Telemedicine: Its Legal Challenges

The advent of internet-enabled technologies and the expansion of telecommunication services has made a new form of medicine possible, appropriately branded telemedicine. The simple definition of telemedicine is the use of electronic communications and software to provide clinical services to patients without an in-person visit. At this point, many of you have probably heard of […]

The advent of internet-enabled technologies and the expansion of telecommunication services has made a new form of medicine possible, appropriately branded telemedicine. The simple definition of telemedicine is the use of electronic communications and software to provide clinical services to patients without an in-person visit. At this point, many of you have probably heard of telemedicine. In fact, the idea is certainly not new. As far back as the 1950s hospital systems and medical centers attempted to share information and images via the phone. One of the first reported successes of this foray occurred in this state when two Pennsylvania health centers transmitted radiologic images over the phone.

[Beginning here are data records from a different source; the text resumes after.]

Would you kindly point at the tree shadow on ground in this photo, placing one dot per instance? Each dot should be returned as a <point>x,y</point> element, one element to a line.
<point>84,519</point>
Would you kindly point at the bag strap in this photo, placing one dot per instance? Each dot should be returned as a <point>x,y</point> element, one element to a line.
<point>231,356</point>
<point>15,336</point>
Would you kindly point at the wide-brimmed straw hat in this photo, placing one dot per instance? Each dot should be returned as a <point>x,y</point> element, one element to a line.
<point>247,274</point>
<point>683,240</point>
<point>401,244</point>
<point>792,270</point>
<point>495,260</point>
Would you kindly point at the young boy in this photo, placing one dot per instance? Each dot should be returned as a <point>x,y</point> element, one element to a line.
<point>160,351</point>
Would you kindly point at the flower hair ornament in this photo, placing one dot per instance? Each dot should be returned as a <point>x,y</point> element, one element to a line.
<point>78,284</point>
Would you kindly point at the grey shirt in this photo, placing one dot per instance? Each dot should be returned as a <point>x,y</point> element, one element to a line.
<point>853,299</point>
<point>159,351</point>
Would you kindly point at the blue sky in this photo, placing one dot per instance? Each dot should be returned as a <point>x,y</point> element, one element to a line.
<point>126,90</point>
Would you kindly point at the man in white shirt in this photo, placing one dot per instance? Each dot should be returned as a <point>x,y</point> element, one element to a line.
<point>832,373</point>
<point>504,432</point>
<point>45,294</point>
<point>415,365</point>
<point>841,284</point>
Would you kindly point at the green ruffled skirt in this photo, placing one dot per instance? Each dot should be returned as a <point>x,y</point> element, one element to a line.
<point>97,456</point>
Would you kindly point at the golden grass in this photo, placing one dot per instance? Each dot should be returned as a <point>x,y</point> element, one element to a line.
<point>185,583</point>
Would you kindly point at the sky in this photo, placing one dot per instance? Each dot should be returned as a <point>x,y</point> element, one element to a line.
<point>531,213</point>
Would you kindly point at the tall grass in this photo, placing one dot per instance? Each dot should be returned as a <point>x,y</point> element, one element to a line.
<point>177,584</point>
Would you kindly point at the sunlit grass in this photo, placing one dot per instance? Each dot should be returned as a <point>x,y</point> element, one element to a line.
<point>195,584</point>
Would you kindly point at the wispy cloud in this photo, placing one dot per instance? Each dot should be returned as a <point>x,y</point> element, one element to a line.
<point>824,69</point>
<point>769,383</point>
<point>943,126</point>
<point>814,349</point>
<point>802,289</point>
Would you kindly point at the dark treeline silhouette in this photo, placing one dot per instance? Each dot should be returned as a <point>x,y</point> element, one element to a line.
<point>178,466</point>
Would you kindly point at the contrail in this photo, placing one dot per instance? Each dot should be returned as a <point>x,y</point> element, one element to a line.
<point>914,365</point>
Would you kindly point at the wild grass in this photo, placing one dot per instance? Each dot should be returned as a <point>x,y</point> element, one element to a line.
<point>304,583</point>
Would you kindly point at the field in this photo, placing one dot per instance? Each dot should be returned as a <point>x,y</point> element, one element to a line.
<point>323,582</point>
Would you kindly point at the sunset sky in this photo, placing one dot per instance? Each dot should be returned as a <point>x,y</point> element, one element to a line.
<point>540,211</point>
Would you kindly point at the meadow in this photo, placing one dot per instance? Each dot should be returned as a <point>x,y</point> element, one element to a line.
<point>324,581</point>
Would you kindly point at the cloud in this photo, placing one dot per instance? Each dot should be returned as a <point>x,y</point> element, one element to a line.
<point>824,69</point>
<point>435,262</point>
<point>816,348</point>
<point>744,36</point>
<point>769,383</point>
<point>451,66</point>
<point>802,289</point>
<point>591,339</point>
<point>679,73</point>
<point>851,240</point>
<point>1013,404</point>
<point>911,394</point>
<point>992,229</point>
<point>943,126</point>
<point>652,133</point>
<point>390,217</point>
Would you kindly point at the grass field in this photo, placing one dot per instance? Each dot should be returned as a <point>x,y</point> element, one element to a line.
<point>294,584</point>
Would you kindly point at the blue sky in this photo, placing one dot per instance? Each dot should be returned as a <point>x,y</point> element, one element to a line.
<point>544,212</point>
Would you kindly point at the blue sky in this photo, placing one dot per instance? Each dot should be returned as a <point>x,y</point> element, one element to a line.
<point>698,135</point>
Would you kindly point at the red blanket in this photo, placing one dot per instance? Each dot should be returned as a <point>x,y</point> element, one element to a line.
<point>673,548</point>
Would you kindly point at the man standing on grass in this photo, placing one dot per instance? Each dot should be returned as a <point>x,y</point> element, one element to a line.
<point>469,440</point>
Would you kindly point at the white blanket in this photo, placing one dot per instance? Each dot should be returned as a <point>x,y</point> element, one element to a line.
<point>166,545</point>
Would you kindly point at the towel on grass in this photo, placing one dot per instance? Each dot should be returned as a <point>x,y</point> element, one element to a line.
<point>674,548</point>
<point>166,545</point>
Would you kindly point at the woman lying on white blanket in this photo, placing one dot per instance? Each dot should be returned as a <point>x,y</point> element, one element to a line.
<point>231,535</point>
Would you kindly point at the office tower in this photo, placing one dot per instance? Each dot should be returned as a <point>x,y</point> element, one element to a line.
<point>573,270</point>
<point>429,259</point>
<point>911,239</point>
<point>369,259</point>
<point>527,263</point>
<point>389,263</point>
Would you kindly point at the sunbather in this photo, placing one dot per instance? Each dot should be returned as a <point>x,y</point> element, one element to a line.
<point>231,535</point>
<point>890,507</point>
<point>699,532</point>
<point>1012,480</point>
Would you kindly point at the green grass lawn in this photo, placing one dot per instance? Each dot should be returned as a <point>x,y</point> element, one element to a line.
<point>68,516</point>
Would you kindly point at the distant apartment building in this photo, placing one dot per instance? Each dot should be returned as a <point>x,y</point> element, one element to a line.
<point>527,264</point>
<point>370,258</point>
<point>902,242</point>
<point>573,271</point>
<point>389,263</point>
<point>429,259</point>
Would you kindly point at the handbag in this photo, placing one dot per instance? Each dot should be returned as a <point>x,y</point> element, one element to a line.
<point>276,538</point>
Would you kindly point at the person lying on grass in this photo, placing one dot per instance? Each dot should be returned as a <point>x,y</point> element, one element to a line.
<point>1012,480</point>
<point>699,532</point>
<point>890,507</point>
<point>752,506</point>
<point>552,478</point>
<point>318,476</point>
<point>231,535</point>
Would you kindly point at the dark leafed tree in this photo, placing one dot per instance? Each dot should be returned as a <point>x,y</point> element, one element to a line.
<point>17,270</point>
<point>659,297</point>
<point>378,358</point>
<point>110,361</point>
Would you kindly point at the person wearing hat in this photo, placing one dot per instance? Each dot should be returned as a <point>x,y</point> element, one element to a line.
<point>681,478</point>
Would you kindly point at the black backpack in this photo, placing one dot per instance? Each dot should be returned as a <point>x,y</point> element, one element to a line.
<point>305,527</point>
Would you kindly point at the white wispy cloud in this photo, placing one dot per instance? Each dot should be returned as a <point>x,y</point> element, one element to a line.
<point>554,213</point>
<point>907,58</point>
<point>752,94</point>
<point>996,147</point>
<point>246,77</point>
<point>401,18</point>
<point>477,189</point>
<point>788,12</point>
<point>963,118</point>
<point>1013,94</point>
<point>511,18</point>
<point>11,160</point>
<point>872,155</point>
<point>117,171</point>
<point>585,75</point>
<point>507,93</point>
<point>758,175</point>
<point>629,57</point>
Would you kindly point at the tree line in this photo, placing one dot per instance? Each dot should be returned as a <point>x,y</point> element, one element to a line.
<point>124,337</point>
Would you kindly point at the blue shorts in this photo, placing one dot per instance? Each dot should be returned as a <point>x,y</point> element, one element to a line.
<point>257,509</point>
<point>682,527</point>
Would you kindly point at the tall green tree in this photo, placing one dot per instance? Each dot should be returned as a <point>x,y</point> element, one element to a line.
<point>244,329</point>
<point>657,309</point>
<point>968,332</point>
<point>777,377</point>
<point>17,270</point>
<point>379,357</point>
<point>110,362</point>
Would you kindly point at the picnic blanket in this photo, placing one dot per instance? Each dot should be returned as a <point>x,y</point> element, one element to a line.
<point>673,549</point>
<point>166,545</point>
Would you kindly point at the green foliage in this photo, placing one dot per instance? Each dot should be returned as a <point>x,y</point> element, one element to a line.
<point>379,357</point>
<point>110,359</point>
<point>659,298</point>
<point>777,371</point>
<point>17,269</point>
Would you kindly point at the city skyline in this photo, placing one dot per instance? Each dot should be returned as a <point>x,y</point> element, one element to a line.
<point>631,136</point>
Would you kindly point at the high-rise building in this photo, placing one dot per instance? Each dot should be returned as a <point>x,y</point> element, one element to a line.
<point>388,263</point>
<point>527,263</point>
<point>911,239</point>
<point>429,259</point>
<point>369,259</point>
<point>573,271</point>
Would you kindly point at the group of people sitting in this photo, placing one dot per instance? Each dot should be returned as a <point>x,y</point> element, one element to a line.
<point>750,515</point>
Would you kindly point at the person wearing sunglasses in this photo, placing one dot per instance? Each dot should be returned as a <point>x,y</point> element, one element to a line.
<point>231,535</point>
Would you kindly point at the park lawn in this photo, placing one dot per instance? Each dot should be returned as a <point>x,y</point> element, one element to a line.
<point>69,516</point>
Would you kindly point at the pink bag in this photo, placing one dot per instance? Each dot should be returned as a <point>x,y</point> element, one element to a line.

Unlike telehealth, which is a broad term referring to any health services conducted with the aid of internet technologies, telemedicine specifically entails replacing the traditional doctor’s visit with a secure online interaction. There are two primary forms of telemedicine technologies, “synchronous” and “asynchronous.” “Synchronous” technology allows real-time communication between the patient at the “originating site” and the practitioner at the “distant site.” “Asynchronous” technology, also known as “store and forward,” refers to the transmission of medical information from the “originating site” to the “distant site” that the practitioner then reviews at a later time. Policymakers and physicians alike strongly prefer “synchronous” technology as having a live, interactive conference is much less likely to impact the quality of care.  Many of the existing insurance carriers that offer reimbursement for telemedicine services strictly prohibit “asynchronous” technology.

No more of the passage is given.